8. Commercial for Clarity
On that note, if you’re someone who struggles to focus on audio, I recommend choosing more commercial books. The more commercial the plot, the faster they tend to move and the easier it is to get “sucked in,” which will help keep your thoughts from straying too far. Suspense, thriller, mystery, action, and things with a clear designated genre label. There is zero shade in this statement: the more formulaic a book is (adhering to expected genre patterns) the easier it is for your mind to follow, because it intuits where you are and what type of things to expect. In audio, that can be just what the doctor ordered!

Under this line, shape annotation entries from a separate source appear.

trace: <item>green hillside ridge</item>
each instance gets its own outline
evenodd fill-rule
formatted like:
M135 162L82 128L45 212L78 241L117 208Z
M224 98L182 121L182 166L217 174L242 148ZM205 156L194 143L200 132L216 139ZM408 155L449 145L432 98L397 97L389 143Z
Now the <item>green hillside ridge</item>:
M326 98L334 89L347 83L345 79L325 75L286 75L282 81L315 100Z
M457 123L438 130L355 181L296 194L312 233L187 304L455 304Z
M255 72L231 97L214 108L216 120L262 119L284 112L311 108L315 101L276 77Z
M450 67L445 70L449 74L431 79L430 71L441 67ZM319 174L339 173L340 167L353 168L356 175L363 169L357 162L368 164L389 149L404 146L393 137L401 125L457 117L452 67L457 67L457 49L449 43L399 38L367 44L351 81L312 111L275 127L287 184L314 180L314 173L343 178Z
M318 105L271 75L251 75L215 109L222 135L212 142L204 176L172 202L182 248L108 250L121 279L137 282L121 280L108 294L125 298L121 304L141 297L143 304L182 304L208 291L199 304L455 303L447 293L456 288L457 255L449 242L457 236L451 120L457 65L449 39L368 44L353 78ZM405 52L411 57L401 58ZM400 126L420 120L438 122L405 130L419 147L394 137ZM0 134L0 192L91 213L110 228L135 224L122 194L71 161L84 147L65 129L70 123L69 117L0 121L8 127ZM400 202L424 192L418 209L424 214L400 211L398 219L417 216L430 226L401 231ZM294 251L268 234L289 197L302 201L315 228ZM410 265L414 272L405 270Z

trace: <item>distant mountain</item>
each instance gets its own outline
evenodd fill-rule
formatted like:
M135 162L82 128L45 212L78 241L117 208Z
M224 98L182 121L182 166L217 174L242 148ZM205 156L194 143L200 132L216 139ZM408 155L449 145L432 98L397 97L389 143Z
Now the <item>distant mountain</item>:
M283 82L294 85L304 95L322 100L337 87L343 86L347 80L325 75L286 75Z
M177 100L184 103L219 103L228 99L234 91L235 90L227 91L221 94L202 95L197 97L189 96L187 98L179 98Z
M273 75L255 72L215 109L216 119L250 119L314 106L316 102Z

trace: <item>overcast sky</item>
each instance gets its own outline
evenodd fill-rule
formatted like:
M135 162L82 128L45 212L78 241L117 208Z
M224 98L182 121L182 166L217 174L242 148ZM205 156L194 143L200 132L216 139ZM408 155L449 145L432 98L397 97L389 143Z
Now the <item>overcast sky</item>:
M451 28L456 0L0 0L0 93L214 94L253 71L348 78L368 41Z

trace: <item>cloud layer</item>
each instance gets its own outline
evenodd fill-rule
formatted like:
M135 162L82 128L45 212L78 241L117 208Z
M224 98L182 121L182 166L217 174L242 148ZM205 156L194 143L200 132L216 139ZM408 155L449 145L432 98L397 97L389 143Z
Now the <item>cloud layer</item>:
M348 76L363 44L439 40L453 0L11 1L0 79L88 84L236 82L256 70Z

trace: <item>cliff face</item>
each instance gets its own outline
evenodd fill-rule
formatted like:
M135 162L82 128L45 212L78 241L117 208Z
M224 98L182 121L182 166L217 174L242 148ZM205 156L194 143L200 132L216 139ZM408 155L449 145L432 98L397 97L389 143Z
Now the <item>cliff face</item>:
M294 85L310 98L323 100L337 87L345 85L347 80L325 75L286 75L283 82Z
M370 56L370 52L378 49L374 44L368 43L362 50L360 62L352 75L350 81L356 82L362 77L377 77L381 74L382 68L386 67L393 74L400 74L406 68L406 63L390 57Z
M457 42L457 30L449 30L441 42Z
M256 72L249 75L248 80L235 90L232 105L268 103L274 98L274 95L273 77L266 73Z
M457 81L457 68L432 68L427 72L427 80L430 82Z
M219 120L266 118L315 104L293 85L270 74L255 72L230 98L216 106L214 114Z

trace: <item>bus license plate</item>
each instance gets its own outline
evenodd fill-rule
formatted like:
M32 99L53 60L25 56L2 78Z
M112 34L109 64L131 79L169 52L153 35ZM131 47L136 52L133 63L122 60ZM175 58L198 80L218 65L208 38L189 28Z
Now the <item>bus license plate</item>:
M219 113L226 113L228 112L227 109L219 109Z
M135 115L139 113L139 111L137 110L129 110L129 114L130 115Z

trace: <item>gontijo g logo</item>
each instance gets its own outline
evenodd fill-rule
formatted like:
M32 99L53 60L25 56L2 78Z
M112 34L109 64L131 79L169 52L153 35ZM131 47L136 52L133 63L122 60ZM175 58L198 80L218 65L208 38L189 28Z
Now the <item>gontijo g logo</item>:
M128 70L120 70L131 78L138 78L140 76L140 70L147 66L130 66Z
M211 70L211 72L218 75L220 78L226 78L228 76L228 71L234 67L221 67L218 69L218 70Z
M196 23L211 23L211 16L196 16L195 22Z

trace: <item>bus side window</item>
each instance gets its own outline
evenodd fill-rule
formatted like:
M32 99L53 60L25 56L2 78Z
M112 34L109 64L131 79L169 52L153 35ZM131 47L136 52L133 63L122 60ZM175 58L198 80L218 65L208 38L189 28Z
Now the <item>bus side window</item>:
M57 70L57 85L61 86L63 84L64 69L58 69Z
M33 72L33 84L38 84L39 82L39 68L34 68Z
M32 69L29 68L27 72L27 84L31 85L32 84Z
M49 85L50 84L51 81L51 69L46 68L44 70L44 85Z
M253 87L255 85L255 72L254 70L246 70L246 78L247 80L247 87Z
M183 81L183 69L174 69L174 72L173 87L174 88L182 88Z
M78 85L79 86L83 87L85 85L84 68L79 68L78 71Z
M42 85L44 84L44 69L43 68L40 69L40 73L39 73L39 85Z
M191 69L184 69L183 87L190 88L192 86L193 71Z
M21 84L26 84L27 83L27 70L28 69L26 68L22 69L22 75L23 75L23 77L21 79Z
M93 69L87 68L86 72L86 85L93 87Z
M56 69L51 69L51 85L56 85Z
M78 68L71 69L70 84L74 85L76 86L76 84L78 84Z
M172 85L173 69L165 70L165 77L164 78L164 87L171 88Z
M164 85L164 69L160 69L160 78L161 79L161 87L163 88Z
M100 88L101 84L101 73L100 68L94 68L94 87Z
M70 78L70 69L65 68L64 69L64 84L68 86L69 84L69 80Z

Okay, I saved my favorite hack for last. Audiobooks are my new favorite way to re-read something. Whether I’m reading again for the sheer love of it, to understand it better, or to learn from it as a writer, listening to it after reading it in text is fantastic. It brings a deeper appreciation. It’s easier to focus, harder to get lost. It can bring new interpretations due to the narrator’s inflection, etc. It double-supports an author you like. It’s like when your favorite book is made into a movie, but without all the angst and outrage of things being left out or changed, because it’s exactly the book you love. It’s fresh, familiar, fun. It’s awesome. Give it a shot.
If you’re not listening to audiobooks yet, now is the time to start. Whether it’s on the treadmill, while cooking, or as a family to get away from screens in an easy way, the options and benefits are limitless.
Do you listen to audiobooks? What are your favorite methods and tips?